But we was also disconnected. Even the greatest bluesmen—take Muddy or Lightnin’, B. B. or John Lee—stand alone. They got their own story to tell, a story no one can tell but them. For a very long time only black people wanted to hear that story. That was fine. There was enough black fans that you could make a dollar or two playing your blues. But here in the sixties black folk was changing their taste. Motown was bringing them a smoother sound. Black folk like smooth. James Brown was bringing it with more dance flavor. Black folk like to dance. Curtis Mayfield had a little message in his music. Black folk like messages. All this meant that, more and more, blacks was listening to blues less and less. And as the sixties moved on, blacks with money started turning their back on the blues altogether.

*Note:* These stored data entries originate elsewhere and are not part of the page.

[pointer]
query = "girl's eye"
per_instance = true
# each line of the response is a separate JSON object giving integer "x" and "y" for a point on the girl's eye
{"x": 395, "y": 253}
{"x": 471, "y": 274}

B. B. tells a story about playing a show with the early Motown acts. The artists gave him respect, but when he was introduced to the all-black crowd, he heard big boos. That got B. B. to crying. He said that his own people looked on him like he was a farmer wearing overalls and smoking a corncob pipe. Meanwhile, he was dressed slick. His band was dressed slick. They was sharp as they could be. But the young blacks saw B. B. as old hat. They saw him as a grandfather playing their grandfather’s music. At the time B. B. was thirty-six.

The sixties were confusing. The world was shifting in ways that didn’t make a lot to sense to a country boy from Lettsworth, Louisiana. I wanted to keep playing, and I wanted to keep exciting people with what I played. I felt like I was keeping up with the music, and at times I knew I was even ahead of the music.

That made me feel good inside. But it didn’t stop me from doing the one thing I could count on—driving that goddamn tow truck all over the city of Chicago.